Pour cet auteur, l’amitié est profondément une expérience mystique et aimante. Il a analysé manifestement le thème de l’amitié dans l’œuvre d’Abdelkébir Khatibi, auteur qui a fait de l’aimance un concept phare et une stratégie pour déconstruire l’intolérance.

Ayant réhabilité ce concept de la tradition courtoise du Moyen Age, Khatibi fait partie de cette tribu  des écrivains mystiques. L’amitié s’avère ainsi un exercice de l’altérité lorsqu’elle se place sous le signe de l’aimance. Celle-ci, comme attachement et détachement vis-à-vis de l’autre, facilite le passage entre l’amour et l’amitié.

Bissani opte pour l’analyse du «dernier amour de Ghannou», nouvelle qui se situe dans Le Jardin de Hawwā (Marsam, 2004). Il commence sa réflexion par un  rappel on ne peut plus intéressant. Il s’agit de la revendication de la femme qui n’est pas toujours d’ordre matériel puisque cette dernière est un être profondément mystique.

L’histoire de Ghannou, femme éprise de Dieu, choisit la solitude et le silence après la mort de son mari. Elle se replie ainsi dans son seul arabe, le figuier, lequel incarne une figure épiphanique permettant au personnage de célébrer son attachement inconditionnel à Dieu. Cette femme est habitée profondément par la trace mystique et elle vit sous l’égide de l’expérience du néant.

Amie de Dieu, Ghannou, sacrifie son corps en vue de s’affranchir de sa pesanteur. Conscient que son propos peut être mal interprété, Atmane Bissani explique dans une note de bas de page que le souhait de Ghannou s’inscrit dans la tradition soufie ; ce n’est pas une haine de soi, ni d’humanité comme celle revendiquée par les terroristes habités par la haine de l’humanité, mais plutôt un dépassement de soi pour atteindre l’anéantissement. Folle de Dieu, Ghannou établit un rapport érotique avec son arbre qu’elle tient comme une manifestation de Dieu, ce qui explique son extase comme un état de transformation totale de sa relation avec le monde. En d’autres mots, Ghannou est une femme qui se donne à Dieu et qui suggère – selon Atmane Bissani – avec sa faculté d’aimer et sa passion que les revendications de la femme ne peuvent pas se réduire à des revendications matérielles. Le Shath, comme débordement, permet au sujet féminin d’être absent et de porter en lui-même la lumière divine. Avec lucidité et aimance, l’écrivain Bernoussi Saltani insiste dans sa préface sur le rôle majeur que peut jouer la mystique dans l’apprivoisement du monde qui devient de plus en plus complexe. L’auteur de «Homère à BabFtouh de Fès» (Sagacita, 2018) salue  dans cette belle et pertinente préface l’entreprise d’Atmane Bissani, une entreprise humaniste qui tente de (ré)activer en nous la sagesse des grands maîtres soufis.
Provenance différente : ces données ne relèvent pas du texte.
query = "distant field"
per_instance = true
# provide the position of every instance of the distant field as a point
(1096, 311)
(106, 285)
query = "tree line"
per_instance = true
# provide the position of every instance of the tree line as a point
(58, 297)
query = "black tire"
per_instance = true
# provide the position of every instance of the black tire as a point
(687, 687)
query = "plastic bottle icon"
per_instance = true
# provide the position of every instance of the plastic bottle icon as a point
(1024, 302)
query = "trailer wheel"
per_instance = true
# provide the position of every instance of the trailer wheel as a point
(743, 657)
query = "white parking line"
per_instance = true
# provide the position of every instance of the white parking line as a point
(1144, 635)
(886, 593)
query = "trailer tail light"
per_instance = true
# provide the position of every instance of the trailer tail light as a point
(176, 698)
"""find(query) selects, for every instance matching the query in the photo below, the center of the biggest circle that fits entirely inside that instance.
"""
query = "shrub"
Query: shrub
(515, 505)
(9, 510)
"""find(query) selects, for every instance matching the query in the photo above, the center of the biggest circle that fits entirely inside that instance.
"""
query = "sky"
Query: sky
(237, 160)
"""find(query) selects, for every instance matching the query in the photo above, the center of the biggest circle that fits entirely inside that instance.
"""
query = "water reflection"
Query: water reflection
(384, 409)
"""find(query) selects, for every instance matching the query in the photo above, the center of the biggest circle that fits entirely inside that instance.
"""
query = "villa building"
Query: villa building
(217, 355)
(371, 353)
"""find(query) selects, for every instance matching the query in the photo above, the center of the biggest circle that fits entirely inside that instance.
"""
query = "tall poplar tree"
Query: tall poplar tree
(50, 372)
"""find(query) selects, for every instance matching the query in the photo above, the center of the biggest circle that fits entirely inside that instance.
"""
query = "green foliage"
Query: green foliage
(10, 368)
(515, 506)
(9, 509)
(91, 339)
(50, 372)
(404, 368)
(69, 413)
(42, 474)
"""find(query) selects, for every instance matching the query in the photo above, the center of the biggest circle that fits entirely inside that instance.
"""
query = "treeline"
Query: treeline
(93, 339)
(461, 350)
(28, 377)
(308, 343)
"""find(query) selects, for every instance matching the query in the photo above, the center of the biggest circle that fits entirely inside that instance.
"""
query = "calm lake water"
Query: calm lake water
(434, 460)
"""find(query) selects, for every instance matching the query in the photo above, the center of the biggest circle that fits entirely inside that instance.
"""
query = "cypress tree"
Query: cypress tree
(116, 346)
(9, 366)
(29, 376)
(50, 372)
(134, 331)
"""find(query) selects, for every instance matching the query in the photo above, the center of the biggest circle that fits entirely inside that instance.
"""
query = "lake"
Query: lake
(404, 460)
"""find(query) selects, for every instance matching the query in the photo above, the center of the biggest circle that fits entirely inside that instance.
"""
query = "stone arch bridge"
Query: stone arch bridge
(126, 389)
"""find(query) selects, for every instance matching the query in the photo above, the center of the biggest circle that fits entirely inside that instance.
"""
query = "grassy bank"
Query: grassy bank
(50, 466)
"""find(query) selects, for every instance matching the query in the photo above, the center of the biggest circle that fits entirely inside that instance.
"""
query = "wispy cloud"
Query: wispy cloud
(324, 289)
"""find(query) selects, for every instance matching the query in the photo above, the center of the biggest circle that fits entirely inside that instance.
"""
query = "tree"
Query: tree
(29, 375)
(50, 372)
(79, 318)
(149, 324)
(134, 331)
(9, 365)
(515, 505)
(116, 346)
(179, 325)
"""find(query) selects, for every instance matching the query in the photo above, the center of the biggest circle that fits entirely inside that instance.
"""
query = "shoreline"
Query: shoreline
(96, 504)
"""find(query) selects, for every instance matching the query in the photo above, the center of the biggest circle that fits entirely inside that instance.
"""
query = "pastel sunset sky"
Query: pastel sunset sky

La mystique incarne ainsi un visage lumineux de l’islam et des autres traditions religieuses. Chez ces écrivains proposés à l’analyse, les personnages sont souvent prédisposés à l’exil, à l’anéantissement (fanâ) et à l’amour inconditionnel à l’égard de l’Aimé, Dieu ; en bref, toute la littérature soufie est hantée par un registre amoureux, où Dieu est appelé l’«Aimé», l’«Adoré», etc. Il s’agit principalement d’une tradition de la reconnaissance et de l’amour. Ibn Arabi dit dans cette perspective : «L’Amour est ma religion et ma foi».